1.78 TB Speicherplatz (rein rechnerisch) verteilt auf 6 Platten. Auch wenn zwei ausfallen, ist das Dateisystem noch voll nutzbar. Aber wie ihr sehr, sind nur noch wenige GB frei. Werde das System deshalb sehr bald erweitern. Drei 250GB Platten fliegen dann raus, stattdessen kommen dann 3x 1.5TB rein.



TS-JC hat gesagt.:


> Eine andere Frage.. DVD sieht dir zu schlecht aus? Also ich habe nie eine Auflösung auch nur annähernd in der Größe gehabt (19" bei 1280x1024 reicht mir vollkommen), aber kann das wirklich sein das es dabei so schlecht aussieht?



Ja, das Bild sieht echt schlecht aus. Vielleicht hast du schon mal bei Mediamarkt & Co. die neuen HD Fernseher gesehen, die ein Analog-Signal bekommen.
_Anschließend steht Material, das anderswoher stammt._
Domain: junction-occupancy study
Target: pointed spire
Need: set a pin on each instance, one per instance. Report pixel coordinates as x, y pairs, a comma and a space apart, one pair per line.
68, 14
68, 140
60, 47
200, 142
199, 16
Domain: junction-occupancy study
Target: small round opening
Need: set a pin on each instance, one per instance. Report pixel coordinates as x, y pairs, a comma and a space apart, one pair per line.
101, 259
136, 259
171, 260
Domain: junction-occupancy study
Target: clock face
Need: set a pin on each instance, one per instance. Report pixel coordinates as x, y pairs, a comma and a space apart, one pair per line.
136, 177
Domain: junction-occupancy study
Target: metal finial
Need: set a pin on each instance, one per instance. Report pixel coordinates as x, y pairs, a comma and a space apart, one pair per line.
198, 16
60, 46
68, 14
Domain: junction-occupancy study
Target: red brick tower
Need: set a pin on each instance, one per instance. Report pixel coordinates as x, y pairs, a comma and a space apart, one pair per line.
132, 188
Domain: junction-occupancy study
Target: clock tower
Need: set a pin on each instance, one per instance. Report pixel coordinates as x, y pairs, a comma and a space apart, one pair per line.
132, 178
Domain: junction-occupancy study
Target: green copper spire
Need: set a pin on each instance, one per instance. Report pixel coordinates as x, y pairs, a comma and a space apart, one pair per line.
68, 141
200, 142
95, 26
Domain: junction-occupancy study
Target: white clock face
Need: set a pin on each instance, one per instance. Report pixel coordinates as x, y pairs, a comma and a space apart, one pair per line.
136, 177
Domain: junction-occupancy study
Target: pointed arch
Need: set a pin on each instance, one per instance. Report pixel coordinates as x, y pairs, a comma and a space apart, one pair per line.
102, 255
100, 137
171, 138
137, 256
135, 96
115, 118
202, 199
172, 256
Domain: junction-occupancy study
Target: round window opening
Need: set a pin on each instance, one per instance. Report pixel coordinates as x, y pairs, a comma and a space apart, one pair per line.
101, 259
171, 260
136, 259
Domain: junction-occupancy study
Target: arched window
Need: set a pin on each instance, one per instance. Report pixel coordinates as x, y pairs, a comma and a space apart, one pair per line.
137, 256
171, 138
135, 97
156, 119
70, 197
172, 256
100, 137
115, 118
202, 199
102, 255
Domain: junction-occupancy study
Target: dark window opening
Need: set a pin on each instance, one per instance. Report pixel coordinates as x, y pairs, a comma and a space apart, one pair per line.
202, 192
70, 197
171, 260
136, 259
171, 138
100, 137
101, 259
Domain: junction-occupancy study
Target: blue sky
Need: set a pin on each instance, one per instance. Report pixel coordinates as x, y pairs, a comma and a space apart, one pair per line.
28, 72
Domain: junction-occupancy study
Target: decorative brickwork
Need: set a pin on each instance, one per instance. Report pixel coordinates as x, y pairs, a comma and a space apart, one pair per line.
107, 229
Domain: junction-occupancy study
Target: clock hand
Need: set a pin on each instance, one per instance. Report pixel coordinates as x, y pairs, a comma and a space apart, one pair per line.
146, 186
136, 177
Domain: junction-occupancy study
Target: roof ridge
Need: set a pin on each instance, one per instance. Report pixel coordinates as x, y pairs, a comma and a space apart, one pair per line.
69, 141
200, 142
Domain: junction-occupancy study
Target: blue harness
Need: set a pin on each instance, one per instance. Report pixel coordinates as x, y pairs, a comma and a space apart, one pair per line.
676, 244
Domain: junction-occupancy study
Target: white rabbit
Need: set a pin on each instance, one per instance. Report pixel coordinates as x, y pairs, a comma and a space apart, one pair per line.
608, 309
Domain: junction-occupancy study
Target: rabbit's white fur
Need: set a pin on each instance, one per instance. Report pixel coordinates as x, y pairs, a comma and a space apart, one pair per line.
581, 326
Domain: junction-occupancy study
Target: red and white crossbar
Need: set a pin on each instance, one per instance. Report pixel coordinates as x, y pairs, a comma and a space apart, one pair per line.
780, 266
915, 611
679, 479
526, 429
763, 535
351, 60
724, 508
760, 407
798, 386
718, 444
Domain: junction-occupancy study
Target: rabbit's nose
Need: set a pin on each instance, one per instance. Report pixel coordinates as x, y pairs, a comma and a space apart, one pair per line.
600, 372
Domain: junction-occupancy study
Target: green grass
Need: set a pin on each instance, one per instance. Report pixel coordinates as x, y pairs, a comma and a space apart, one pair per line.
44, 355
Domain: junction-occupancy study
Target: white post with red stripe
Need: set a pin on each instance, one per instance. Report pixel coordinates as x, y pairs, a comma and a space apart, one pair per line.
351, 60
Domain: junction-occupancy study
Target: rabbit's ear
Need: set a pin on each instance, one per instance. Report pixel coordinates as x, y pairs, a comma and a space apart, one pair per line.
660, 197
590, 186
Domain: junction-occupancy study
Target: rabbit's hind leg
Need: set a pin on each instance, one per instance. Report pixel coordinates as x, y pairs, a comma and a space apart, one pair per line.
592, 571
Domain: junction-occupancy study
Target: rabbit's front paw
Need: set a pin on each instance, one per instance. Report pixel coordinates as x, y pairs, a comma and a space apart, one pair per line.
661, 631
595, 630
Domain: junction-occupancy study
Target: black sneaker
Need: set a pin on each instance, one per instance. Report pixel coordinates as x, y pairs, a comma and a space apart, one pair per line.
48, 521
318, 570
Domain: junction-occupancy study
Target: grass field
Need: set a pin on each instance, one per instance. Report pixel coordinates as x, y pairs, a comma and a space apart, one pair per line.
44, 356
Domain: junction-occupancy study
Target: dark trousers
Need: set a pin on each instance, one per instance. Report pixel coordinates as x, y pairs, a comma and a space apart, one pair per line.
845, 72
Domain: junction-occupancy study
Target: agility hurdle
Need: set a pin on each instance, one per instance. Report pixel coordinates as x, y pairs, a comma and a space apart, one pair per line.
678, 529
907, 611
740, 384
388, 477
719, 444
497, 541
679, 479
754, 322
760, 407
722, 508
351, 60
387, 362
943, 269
Der Fernseher muss das Bild dann auf eine entsprechende Auflösung aufblasen. Dabei verliert man an Qualität und das sieht man.


----------



## darkframe (26. November 2008)

Hi,


port29 hat gesagt.:


> Ich habe mir den Wiki Artikel zu dem Thema noch nicht ganz durchgelesen. Aber wo sitzt dieser Chip? Im Monitor bzw. Display - das ist klar. Aber wo sitzt er im Rechner? Im BD Laufwerk oder auf der Grafikkarte? Ich hab nur so nebenbei mal mitbekommen, dass auch dieser Schutz bereits geknackt wurde. Dementsprechend würde man diesen Chip umgehen, in dem man die Disc rippt. (Ob das jetzt legal ist oder nicht, mal beiseite gestellt)


sorry, wo der Chip genau sitzt, weiß ich auch nicht.

In der Tat ist der Kopierschutz mittlerweile wohl geknackt worden (siehe hier). Da werden dann sicher wieder Gegenmaßnahmen folgen und Gegen-Gegenmaßnahmen und Gegen-Gegen-Gegen... etc., etc.

Zu den Preisen: Bei Neuerscheinungen finde ich die noch zu hoch. Wenn man aber etwas Geduld hat, dann fallen die Preise tatsächlich oft auf DVD-Niveau.


----------